Help language development. Donate to The Perl Foundation

Algorithm::LDA cpan:TITSUKI last updated on 2020-03-28

README.md
[![Build Status](https://travis-ci.org/titsuki/raku-Algorithm-LDA.svg?branch=master)](https://travis-ci.org/titsuki/raku-Algorithm-LDA)

NAME
====

Algorithm::LDA - A Raku Latent Dirichlet Allocation implementation.

SYNOPSIS
========

EXAMPLE 1
---------

    use Algorithm::LDA;
    use Algorithm::LDA::Formatter;
    use Algorithm::LDA::LDAModel;

    my @documents = (
        "a b c",
        "d e f",
    );
    my ($documents, $vocabs) = Algorithm::LDA::Formatter.from-plain(@documents);
    my Algorithm::LDA $lda .= new(:$documents, :$vocabs);
    my Algorithm::LDA::LDAModel $model = $lda.fit(:num-topics(3), :num-iterations(500));

    $model.topic-word-matrix.say; # show topic-word matrix
    $model.document-topic-matrix; # show document-topic matrix
    $model.log-likelihood.say; # show likelihood 
    $model.nbest-words-per-topic.say # show nbest words per topic

EXAMPLE 2
---------

    use Algorithm::LDA;
    use Algorithm::LDA::Formatter;
    use Algorithm::LDA::LDAModel;

    # Note: You can get AP corpus as follows:
    # $ wget "https://github.com/Blei-Lab/lda-c/blob/master/example/ap.tgz?raw=true" -O ap.tgz
    # $ tar xvzf ap.tgz

    my @vocabs = "./ap/vocab.txt".IO.lines;
    my @documents = "./ap/ap.dat".IO.lines;
    my $documents  = Algorithm::LDA::Formatter.from-libsvm(@documents);

    my Algorithm::LDA $lda .= new(:$documents, :@vocabs);
    my Algorithm::LDA::LDAModel $model = $lda.fit(:num-topics(20), :num-iterations(500));

    $model.topic-word-matrix.say; # show topic-word matrix
    $model.document-topic-matrix; # show document-topic matrix
    $model.log-likelihood.say; # show likelihood 
    $model.nbest-words-per-topic.say # show nbest words per topic

DESCRIPTION
===========

Algorithm::LDA is a Raku Latent Dirichlet Allocation implementation.

CONSTRUCTOR
-----------

### new

Defined as:

    submethod BUILD(:$!documents!, :$!vocabs! is raw) { }

Constructs a new Algorithm::LDA instance.

METHODS
-------

### fit

Defined as:

    method fit(Int :$num-iterations = 500, Int :$num-topics!, Num :$alpha = 0.1e0, Num :$beta = 0.1e0, Int :$seed --> Algorithm::LDA::LDAModel)

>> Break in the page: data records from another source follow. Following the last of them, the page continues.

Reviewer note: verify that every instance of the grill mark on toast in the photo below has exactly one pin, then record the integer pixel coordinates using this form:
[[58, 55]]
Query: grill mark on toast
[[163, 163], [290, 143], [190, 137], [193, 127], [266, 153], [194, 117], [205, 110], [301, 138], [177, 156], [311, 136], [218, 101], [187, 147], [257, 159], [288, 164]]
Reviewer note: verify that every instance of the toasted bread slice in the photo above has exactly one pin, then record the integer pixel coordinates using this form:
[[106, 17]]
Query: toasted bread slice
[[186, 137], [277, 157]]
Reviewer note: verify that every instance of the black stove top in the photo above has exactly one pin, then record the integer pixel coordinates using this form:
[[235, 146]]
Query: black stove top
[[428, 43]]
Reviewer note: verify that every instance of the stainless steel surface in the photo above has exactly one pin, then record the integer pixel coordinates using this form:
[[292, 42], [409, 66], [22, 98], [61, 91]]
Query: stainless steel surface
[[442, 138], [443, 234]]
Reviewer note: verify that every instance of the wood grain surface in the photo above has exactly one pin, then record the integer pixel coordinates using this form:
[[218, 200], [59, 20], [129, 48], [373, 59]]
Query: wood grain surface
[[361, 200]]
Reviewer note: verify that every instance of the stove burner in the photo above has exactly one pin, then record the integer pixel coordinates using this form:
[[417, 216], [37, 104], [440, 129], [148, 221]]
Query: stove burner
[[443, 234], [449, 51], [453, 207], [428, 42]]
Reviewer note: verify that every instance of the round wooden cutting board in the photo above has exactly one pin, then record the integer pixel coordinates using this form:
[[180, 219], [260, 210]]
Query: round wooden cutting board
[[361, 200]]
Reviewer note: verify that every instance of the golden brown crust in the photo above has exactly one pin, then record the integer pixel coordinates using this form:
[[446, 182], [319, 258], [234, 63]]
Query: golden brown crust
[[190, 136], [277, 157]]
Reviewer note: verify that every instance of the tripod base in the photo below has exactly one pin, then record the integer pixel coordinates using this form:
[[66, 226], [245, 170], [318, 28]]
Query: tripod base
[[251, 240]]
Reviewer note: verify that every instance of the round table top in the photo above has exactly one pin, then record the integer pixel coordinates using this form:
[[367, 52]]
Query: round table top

Returns an Algorithm::LDA::LDAModel instance.

  * `:$num-ierations` is the number of iterations for gibbs sampler

  * `:$num-topics!` is the number of topics

  * `alpha` is the prior for theta distribution (i.e., document-topic distribution)

  * `beta` is the prior for phi distribution (i.e., topic-word distribution)

  * `seed` is the seed for srand

AUTHOR
======

titsuki <[email protected]>

COPYRIGHT AND LICENSE
=====================

Copyright 2018 titsuki

This library is free software; you can redistribute it and/or modify it under the Artistic License 2.0.

The algorithm is from:

  * Blei, David M., Andrew Y. Ng, and Michael I. Jordan. "Latent dirichlet allocation." Journal of machine Learning research 3.Jan (2003): 993-1022.

  * Li, Wei, and Andrew McCallum. "Pachinko allocation: DAG-structured mixture models of topic correlations." Proceedings of the 23rd international conference on Machine learning. ACM, 2006.

  * Wallach, Hanna M., et al. "Evaluation methods for topic models." Proceedings of the 26th annual international conference on machine learning. ACM, 2009.

  * Minka, Thomas. "Estimating a Dirichlet distribution." (2000): 4.